Our second DMG MORI 5-axis machining center — a DMU 80 monoBLOCK — came online for production work in November. This roughly doubles our 5-axis capacity for large aluminum battery enclosure work and unlocks a few specific things we could not do well before.
What it adds
The DMU 80 has a working envelope of 800 mm × 800 mm × 600 mm — roughly 31 × 31 × 24 inches. Combined with our existing DMU 65 and the two Mazak VTC-300A units, we now have 5-axis capacity to about 80 × 40 × 24 inches across multiple machines, which means we can run two or three different battery enclosure programs in parallel without bottlenecking.
The DMU 80 also has a heavier table (3,500 kg capacity) and a more rigid spindle — better for the larger truck-program enclosures we have been quoting. Our DMU 65 is a great machine but the truck work was at the edge of its rigidity envelope.
Why we chose this machine specifically
We evaluated four candidates: the DMU 80, a Mazak Variaxis i-700, a Hermle C 32, and a Heller F 6000. Each has strengths. We picked the DMU 80 for two reasons.
First: tool consistency with our existing DMG MORI machine. Operators can move between the DMU 65 and the DMU 80 without retraining, and our CAM postprocessors and tool libraries carry over directly. This is not a small thing — it shaves probably four months off the practical ramp time to full production.
Second: the DMG MORI service-and-support contract is the deepest in the Southeast. Mazak and Hermle both have great machines but their nearest 24-hour service tech for our model lines is a longer drive.

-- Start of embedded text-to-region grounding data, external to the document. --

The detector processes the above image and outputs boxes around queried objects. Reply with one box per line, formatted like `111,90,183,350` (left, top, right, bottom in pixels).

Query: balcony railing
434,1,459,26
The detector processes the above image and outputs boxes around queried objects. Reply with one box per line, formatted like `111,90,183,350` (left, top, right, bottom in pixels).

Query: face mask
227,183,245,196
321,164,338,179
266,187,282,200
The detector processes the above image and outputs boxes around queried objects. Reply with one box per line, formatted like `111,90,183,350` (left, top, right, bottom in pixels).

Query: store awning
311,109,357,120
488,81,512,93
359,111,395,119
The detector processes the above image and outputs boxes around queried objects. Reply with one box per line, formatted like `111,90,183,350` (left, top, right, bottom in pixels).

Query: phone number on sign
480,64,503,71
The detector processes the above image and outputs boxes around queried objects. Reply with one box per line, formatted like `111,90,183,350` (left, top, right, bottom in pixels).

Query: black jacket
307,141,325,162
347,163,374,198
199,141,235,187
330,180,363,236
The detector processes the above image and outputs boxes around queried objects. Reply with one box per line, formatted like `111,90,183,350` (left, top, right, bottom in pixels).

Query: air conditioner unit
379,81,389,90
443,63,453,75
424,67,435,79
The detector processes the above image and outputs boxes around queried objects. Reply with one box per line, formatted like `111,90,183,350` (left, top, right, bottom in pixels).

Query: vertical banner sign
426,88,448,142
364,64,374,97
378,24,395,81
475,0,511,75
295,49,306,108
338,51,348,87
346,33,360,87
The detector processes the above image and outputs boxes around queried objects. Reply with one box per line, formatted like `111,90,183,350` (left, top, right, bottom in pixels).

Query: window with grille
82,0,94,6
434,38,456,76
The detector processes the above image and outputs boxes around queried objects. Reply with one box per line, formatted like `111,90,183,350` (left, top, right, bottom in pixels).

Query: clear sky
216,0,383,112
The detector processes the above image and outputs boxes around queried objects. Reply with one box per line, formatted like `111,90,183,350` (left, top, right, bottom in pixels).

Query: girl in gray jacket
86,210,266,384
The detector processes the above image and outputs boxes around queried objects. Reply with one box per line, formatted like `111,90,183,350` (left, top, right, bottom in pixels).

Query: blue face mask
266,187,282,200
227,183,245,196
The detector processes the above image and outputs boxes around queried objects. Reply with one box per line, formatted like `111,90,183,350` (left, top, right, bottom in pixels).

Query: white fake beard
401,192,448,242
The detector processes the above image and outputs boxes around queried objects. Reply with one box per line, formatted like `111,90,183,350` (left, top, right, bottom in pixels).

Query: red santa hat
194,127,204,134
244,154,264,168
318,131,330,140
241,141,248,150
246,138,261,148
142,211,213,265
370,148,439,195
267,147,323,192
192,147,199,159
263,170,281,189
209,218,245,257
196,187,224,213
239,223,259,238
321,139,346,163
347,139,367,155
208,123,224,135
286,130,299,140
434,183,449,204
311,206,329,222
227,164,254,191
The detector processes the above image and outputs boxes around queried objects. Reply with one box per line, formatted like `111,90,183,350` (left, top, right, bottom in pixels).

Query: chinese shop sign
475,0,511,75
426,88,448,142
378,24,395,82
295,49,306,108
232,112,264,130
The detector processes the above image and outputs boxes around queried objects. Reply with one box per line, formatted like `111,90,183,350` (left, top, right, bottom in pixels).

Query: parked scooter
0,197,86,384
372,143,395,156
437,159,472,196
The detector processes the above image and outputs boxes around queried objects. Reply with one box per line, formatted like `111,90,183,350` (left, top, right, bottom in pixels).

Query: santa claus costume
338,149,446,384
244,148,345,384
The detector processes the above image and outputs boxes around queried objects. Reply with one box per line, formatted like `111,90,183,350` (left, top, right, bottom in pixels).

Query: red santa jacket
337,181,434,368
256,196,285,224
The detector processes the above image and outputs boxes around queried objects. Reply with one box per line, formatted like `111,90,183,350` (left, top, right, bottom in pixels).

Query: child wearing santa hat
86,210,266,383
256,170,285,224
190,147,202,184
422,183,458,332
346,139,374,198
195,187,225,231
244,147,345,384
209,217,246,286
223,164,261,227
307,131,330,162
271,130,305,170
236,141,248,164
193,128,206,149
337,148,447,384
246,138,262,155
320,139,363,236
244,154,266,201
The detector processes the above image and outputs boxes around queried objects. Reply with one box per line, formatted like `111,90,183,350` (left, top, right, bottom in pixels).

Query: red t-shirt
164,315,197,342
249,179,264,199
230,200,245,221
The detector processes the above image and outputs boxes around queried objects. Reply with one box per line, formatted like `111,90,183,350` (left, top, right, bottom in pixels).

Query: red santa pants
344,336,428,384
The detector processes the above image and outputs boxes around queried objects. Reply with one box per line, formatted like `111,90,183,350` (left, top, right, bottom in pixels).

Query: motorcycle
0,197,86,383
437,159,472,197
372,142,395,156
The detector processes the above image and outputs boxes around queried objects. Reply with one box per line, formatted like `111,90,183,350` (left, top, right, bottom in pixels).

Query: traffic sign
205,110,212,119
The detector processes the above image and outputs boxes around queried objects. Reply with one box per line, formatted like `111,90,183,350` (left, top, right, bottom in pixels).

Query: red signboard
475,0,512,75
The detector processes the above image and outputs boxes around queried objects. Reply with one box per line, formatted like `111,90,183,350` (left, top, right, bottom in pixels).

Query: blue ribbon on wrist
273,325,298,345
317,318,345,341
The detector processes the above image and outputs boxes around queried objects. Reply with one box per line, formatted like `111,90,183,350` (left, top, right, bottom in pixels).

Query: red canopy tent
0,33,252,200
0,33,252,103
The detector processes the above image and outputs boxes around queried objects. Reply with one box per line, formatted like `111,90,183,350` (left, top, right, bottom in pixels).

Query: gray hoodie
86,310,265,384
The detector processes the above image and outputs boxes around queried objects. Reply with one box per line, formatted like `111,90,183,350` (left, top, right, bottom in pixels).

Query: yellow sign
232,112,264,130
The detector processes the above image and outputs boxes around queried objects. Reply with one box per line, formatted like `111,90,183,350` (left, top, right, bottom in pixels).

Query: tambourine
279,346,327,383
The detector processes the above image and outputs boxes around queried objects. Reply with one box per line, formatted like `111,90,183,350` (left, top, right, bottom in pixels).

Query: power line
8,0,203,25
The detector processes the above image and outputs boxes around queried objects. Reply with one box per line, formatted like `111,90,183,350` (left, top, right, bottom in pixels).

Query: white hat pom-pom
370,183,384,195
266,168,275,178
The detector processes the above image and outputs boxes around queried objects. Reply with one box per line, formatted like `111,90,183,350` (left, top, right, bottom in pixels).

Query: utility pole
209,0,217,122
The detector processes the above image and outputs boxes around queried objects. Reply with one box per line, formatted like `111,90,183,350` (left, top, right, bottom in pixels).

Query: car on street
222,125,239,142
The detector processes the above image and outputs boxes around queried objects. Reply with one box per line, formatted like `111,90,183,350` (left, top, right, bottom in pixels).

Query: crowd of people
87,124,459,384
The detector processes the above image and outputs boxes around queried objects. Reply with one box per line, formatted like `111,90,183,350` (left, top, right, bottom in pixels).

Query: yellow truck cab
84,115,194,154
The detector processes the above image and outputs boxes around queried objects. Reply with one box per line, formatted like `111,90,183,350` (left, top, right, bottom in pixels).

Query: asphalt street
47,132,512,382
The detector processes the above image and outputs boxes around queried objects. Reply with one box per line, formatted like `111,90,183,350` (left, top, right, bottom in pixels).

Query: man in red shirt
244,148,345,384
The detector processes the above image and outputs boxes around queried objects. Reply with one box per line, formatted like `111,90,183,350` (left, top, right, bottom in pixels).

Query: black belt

For a customer with a tight delivery schedule, that difference matters when something goes wrong at 2 AM.
What is now possible that was not before
We can now quote work in two specific lanes that were marginal for us before:
- Class-8 truck-spec enclosures up to 78 inches, where the rigidity matters more than the absolute envelope size.
- Higher-volume passenger-EV runs above 15,000 units per program, where we previously would have had to run weekend shifts on a single machine to keep pace.